Ein evangelischer Theologieprofessor hat einmal behauptet, nur etwa 3 Prozent der Worte Jesu in den Evangelien seien wirklich von ihm. Ist das wahr? Kann man das so genau bestimmen?
Tatsächlich wird schon seit dem 18. Jahrhundert um die Frage gerungen, was Jesus wirklich gesagt und getan hat. Schließlich sind die Evangelien frühestens 30 Jahre nach Jesu Tod aufgeschrieben worden und könnten ihn deutlich anders darstellen, als er gewesen ist.

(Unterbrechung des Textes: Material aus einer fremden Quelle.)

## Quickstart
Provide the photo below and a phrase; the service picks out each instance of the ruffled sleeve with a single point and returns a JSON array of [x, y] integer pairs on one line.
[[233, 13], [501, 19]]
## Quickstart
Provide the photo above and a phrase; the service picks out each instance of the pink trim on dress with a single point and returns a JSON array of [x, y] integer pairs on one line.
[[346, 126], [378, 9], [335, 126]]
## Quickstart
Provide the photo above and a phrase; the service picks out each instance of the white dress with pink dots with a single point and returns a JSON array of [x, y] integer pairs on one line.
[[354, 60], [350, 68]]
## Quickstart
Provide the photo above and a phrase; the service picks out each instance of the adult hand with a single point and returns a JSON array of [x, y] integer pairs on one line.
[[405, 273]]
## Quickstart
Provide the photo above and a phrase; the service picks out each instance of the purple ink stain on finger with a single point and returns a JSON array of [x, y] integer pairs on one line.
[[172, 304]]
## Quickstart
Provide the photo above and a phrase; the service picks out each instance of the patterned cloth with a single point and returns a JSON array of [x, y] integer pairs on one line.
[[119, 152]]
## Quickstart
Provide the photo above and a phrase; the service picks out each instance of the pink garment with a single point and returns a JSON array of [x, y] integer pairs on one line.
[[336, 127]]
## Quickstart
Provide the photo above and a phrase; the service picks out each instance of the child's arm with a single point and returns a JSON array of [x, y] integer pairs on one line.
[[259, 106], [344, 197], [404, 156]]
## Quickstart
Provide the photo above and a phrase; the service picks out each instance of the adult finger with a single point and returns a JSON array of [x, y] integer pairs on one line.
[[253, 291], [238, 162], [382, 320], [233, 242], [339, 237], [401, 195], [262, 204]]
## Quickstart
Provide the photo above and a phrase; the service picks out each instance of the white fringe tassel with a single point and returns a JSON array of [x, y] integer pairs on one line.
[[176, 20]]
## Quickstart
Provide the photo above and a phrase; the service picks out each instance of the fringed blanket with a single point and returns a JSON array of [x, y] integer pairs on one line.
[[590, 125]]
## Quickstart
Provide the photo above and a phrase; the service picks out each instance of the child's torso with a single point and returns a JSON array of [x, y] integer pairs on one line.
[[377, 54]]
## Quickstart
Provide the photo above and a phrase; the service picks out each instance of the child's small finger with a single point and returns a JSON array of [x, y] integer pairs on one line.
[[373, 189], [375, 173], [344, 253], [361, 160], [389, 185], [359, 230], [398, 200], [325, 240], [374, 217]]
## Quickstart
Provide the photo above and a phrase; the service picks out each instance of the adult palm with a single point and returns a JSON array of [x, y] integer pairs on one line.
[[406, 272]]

Die Grundthese des evangelischen Theologen Gerd Lüdemann ist, dass die Evangelisten einiges von dem entschärft hätten, was Jesus viel radikaler formuliert hat. Die Umkehrpredigten Jesu und die Erwartung, dass Gottes Gericht bald kommen würde, seien wohl echt. Andere Worte, wie der Anspruch Jesu, der Weg, die Wahrheit und das Leben zu sein, seien Glaubensworte späterer Ausleger. Für Lüdemann findet sich im ganzen Johannesevangelium kein einziges echtes Wort von Jesus.
Ein weiteres Kriterium ist für Lüdemann Originalität, denn Jesus sei ganz anders als die anderen Propheten seiner Zeit gewesen. Auch sei alles, was auf magische Rituale und Dämonenaustreibungen in seinen Heilungen hinweise, als echt anzusehen, so wie dies oft im Markusevangelium als ältestem Evangelium geschildert wird. Lüdemann kommt also zu dem Schluss, dass nur wenige Jesus-Worte wirklich echt sind. Und diese zeigten einen radikalen Prediger eines baldigen Weltgerichts durch Gott.
Das Hauptproblem dieses Ansatzes: Lüdemann entscheidet im Voraus, wie Jesus gewesen sein muss, und findet dann die für ihn echten Worte. Aber sind diese Kriterien nicht auch seine persönliche Auslegung?
Tatsächlich ist es vielmehr so: Im Sprung über 2000 Jahre lassen sich wohl überhaupt keine Jesus-Worte mehr als zweifelsfrei echt festlegen. Ein echter Jesus bleibt historisch gesehen immer eine Hypothese. Der Glaube von Chris-tinnen und Christen bleibt vielmehr an die ganze Botschaft der Evangelien verwiesen. Im Lesen und Leben all ihrer Worte entscheidet sich immer wieder, ob die Verfasser im Geist Gottes schrieben und deshalb unser Vertrauen auch heute noch verdienen.